Mitolojik öyküler, efsaneler, destanlar da alegorik açıdan değerlendirilebilir. Bu bağlamda Osiris, Diyonisos, Attis, Adonis ve Eleusis gibi mitler ya da misterler hep düz bakışla görüldüğünden farklı şeyler anlatır. Dede Korkut Masalları’na birer tarihsel gerçek diyemeyiz ama onların sadece birer “masal” olduğunu söylemek de yanılgılıdır.

Dante… Buna sadece şöyle bir değinirken aslında “Tanrısal Komedi” konusundan söz etmek istediniz, değil mi?... İşte o yapıt baştan sona bir alegoridir.

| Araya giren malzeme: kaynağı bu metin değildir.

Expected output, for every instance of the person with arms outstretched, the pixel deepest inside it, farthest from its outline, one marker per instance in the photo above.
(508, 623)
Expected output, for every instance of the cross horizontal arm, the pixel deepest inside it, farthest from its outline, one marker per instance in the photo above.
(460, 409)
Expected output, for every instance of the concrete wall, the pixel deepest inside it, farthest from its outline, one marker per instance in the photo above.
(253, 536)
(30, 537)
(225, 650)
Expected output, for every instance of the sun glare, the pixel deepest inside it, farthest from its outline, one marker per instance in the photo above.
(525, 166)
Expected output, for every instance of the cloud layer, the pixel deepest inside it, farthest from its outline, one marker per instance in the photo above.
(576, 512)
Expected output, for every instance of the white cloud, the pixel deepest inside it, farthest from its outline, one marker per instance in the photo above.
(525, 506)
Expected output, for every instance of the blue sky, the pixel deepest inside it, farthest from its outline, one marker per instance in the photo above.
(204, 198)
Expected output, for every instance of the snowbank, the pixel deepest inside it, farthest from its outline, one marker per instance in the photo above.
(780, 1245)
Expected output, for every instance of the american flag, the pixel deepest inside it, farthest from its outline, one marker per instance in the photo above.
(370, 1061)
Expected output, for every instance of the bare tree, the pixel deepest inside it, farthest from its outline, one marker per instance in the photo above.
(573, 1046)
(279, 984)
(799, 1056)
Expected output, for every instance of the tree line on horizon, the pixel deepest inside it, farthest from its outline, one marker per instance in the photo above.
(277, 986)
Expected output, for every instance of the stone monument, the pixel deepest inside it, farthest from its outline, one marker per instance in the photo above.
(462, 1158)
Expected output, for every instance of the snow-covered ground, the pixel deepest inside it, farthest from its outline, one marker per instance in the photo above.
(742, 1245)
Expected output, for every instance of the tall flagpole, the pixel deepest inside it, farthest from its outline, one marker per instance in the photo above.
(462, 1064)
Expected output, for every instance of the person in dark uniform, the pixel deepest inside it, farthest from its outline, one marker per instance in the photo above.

Bunun anlamının ortaya çıkacağından korkan Boccacio, yapıtı bir başka biçimde yorumlayarak Dante’yi korumaya çalışmıştır. Bilmem bu forum alanında bundan hiç söz edildi mi? Orta Çağda Katolik Kilisesi’nin baskısı altında yazılmış öyle çok alegori var ki…

Yanıtlarım sizce yeterli mi, yoksa ayrıntılara da girelim mi? Ancak ayrıntıya girersek korkarım uygun bir bölümde yeni bir başlık açmalıyız.

Sevgiler,
ADAM

Başlık: Ynt: Semboller
Gönderen: lucifer - Eylül 11, 2009, 01:53:51 ös
semboller birbirilerine en uzak mesafelerde olsalar bile insanların bulundukları yerdeki gizli sırları ile iletişimini sağlamaktadır. semboller insanların iletişim kurmak için birbirileriyle  karşılıklı olması zorunluluğunu ortadan kaldırn çok değerli etkenlerdir.
dünya üzerinde herşey sembollerle anlatılmış sembollerle saklanmış ve şifrelenmiştir. semboller aynı zamanda en önemli gizliliktir.

saygılarımla,
Başlık: Ynt: Semboller
Gönderen: ozak1977 - Eylül 11, 2009, 06:42:23 ös
Sayın ADAM ,



Bilginizle  beni aydınlattınız.  Çok  teşekkür  ederim ,  yalnız  biraz  özel bir  sorum  daha   olacak  yaşınız 

67  mi  yoksa  57  mi ?  Elbetteki   hiçbir  şey  farketmez  ancak  , daha  önce  67  olarak  gördüğümü 

hatırlıyorum , şimdi  neden değişti  diye  soracaktım...


Sayılarımla
Başlık: Ynt: Semboller
Gönderen: ADAM - Eylül 11, 2009, 07:09:01 ös
Profil bilgilerime bir şey eklerken bozmuş olabilirim. Doğrusu 67'dir. Teşekkür ederim. Bakacağım.